Perennial pundit favorite Newt Gingrich has spent years publicly toying with the idea of making an honest to god run for the presidency.
At The Democratic Strategist, Ed Kilgore observes that Gingrich has a long history of remaking himself just in time to take advantage of emerging trends amongst conservatives and Republicans:
. . . the lesson of Gingrich’s early years is that he has a jeweler’s eye for a political opening and a willingness to transform himself as necessary to exploit such opportunities when they arise. This could be one of those times: Because the 2012 Republican field is exceedingly weak in ways that would benefit Gingrich, he could end up in a surprisingly good electoral position if he decides to run.
Gingrich has some advantages over many of the potential Republican candidates – he isn’t tainted with Bush era failures, he’s smart, and while his personal life has been a series of disasters, disgraces and reversals, that isn’t necessarily a problem for conservative voters who would forgive him if he invokes a story of personal fall and retribution through faith (which he could do pretty convincingly). I also thing Gingrich could lay claim to governing gravitas – positioning himself as the senior statesman who who can float above the motley crew of jesters, bunglers and celebutantes who make up the rest of the field. It might work.
That’s the “It could happen argument.” What about the “What are smoking argument?”
Well, courtesy of Nate Silver, we get that argument pretty simply: Gingrich is one gaffe from moving above 50% in his unfavorable ratings, he’s not well loved by the Republican base; worse, he does badly in a match up against Barack Obama. To put it simply, Gingrich lacks base appeal and electability.

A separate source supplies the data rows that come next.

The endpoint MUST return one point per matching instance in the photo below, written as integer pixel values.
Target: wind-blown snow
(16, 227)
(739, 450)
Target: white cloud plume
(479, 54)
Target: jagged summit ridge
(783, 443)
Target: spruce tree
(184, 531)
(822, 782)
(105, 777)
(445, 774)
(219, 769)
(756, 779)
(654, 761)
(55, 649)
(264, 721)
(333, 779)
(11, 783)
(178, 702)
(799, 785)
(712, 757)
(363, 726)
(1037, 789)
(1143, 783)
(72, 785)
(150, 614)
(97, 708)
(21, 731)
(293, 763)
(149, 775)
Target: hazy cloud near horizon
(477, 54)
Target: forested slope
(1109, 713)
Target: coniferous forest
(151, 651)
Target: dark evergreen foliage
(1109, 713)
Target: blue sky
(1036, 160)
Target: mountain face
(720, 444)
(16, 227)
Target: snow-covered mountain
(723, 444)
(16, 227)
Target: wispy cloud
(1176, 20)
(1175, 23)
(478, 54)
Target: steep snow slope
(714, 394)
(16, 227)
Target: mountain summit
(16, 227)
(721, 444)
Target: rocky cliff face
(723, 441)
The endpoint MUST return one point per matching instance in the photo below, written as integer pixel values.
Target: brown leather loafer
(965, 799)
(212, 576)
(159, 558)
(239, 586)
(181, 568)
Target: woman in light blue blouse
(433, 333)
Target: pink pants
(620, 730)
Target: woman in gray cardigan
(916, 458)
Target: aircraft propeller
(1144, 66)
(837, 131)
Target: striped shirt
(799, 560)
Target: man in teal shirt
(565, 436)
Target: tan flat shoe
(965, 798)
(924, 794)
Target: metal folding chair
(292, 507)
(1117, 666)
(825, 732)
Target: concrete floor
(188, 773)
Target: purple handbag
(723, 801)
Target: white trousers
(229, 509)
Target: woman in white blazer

To me, the obvious path for Gingrich is the same one John McCain used – as the other candidates become increasingly non-viable, he emerges as a consensus candidate – nobody’s wild about him, but they can all agree they’ll support him. Not for nothing, I think Gingrich is easily smart enough to see that path available to him and to set himself up as the candidate everyone agrees on. Sure, Palin energizes but she helped deliver the White House to Barack Obama in 2008, Romney and Hunstman may be squeaky clean but they’re Mormons, Huckabee is very publicly self-destructing (and he released the murderer you know) and so on. But it repeats the Republican party’s 2008 problem – the head of the ticket just isn’t that beloved by the base and he gets lukewarm support which forces him to do things in the general that cost him swing voters and independents.